The cosmetic industry initiated 30 years ago the Cosmetic Ingredient Review (CIR), an independent, nonprofit, scientific body that assesses the safety of ingredients used in cosmetics. The panel consists of world-renowned physicians and scientists who are publicly nominated by consumer, scientific and medical groups, government agencies and industry. The Food and Drug Administration (FDA), the Consumer Federation of American (CFA) and CTFA provide non-voting liaisons to the panel and are involved in the comment and discussion process as scientific research on ingredients is reviewed. Thousands of scientific studies have been done on cosmetics and their ingredients, and based on these studies, our industry and the CIR determine that these products, whether used once or over a lifetime, are safe before they are sold to consumers.

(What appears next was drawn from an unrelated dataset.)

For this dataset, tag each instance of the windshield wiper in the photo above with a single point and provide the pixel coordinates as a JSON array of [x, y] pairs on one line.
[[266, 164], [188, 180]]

Our industry also expresses its commitment to consumer safety through our Consumer Commitment Code which goes beyond the requirements of the law and is substantively more stringent than any third-party code could ever be. For example, our member companies have committed to participate in the FDA’s voluntary reporting program and have reported thousands of formulas with FDA. Our Code shows the proactive and responsible approach to product safety demonstrated by cosmetics companies that voluntarily open their scientific data and information to FDA scrutiny.
CTFA’s Consumer Commitment Code goes beyond existing law by recommending:
(1) that safety substantiation information be made available for inspection by the FDA;
(2) making available a Safety Information Summary on product and ingredient safety for products marketed in the U.S. to FDA on request; and
(3) the reporting of any serious and unexpected adverse consumer experiences with products.